Dongfeng Race Team have managed to gain 24 miles in 3 hours with a little luck and a lot of effort. The team are once again back in first place. Keeping furthest south – on the edge of the ice limit – has paid off. Whether it will keep on paying dividends is anyone’s guess.  

Dongfeng Back In The Lead In Volvo Ocean Race

(Photo by Yann Riou / Dongfeng Race Team)

Five of the six boats are bunched up within 7 nautical miles (nm) and Dongfeng's lead is still paper-thin in relative terms over the course of a 6,777nm three-week leg from New Zealand to the southeast Brazilian port city of Itajaí.

Dongfeng Back In The Lead In Volvo Ocean Race 1

(Photo by Yann Riou / Dongfeng Race Team)

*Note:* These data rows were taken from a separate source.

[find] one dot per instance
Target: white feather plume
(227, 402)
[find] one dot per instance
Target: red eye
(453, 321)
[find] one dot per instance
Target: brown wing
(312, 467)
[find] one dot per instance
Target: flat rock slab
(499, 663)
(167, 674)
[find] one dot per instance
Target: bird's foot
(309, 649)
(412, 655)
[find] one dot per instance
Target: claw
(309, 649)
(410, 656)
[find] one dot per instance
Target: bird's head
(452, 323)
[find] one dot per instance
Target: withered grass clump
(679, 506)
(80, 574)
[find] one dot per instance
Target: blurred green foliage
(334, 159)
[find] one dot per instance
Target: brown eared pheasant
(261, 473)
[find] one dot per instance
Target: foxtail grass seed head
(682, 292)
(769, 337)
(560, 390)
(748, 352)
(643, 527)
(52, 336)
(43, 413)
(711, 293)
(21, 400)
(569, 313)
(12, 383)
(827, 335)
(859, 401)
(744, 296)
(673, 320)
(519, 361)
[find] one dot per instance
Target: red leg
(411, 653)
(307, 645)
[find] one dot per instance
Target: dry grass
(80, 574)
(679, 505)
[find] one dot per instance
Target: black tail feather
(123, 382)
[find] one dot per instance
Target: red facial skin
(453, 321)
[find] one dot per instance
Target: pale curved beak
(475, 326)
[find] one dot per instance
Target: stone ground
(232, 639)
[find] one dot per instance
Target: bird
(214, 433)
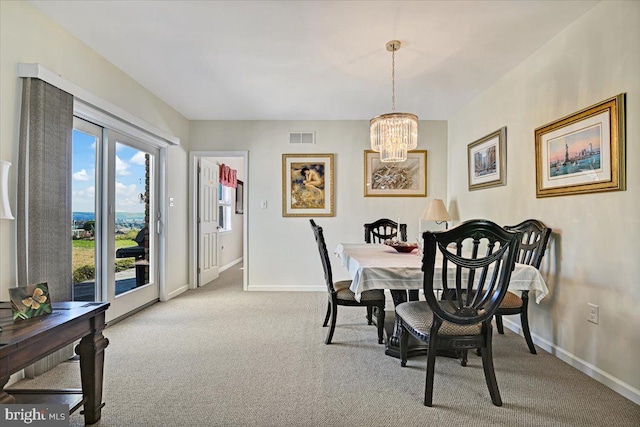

The fleet still has the notorious Cape Horn to negotiate, probably towards the end of the coming weekend and then the south Atlantic in the run-in to Brazil next week.

Dongfeng Back In The Lead In Volvo Ocean Race 2

(Photo by Stefan Coppers / Team Brunel) 

With the Chinese guys having never sailed in more than 30 knots of wind, Skipper Charles Caudrelier has had to find the right balance between performance and safety. The team have received encouraging emails and comments on social media, but they have also received some more realistic ones such as, You guys are great in light winds but this is not your leg." 

Dongfeng Back In The Lead In Volvo Ocean Race 3

(Photo by Matt Knighton / Abu Dhabi Ocean Racing)

There’s no disputing Caudrelier and his team have done well so far – four legs and four podiums. The compromise on race performance is more exposed on this leg with the crew set-up of Chinese rookies and western professional sailors, but the determined men of Dongfeng keep fighting.

Dongfeng were as far as they could be from civilisation on Wednesday night, Mar 25. Thursday marks the halfway point of the Volvo Ocean Race and on Sunday the leaders are expected to round Cape Horn.

“The atmosphere onboard is excellent, but it will be even better once Cape Horn is behind us,” says Dongfeng’s onboard reporter, Yann Riou.

They are currently expected to arrive around Apr 4.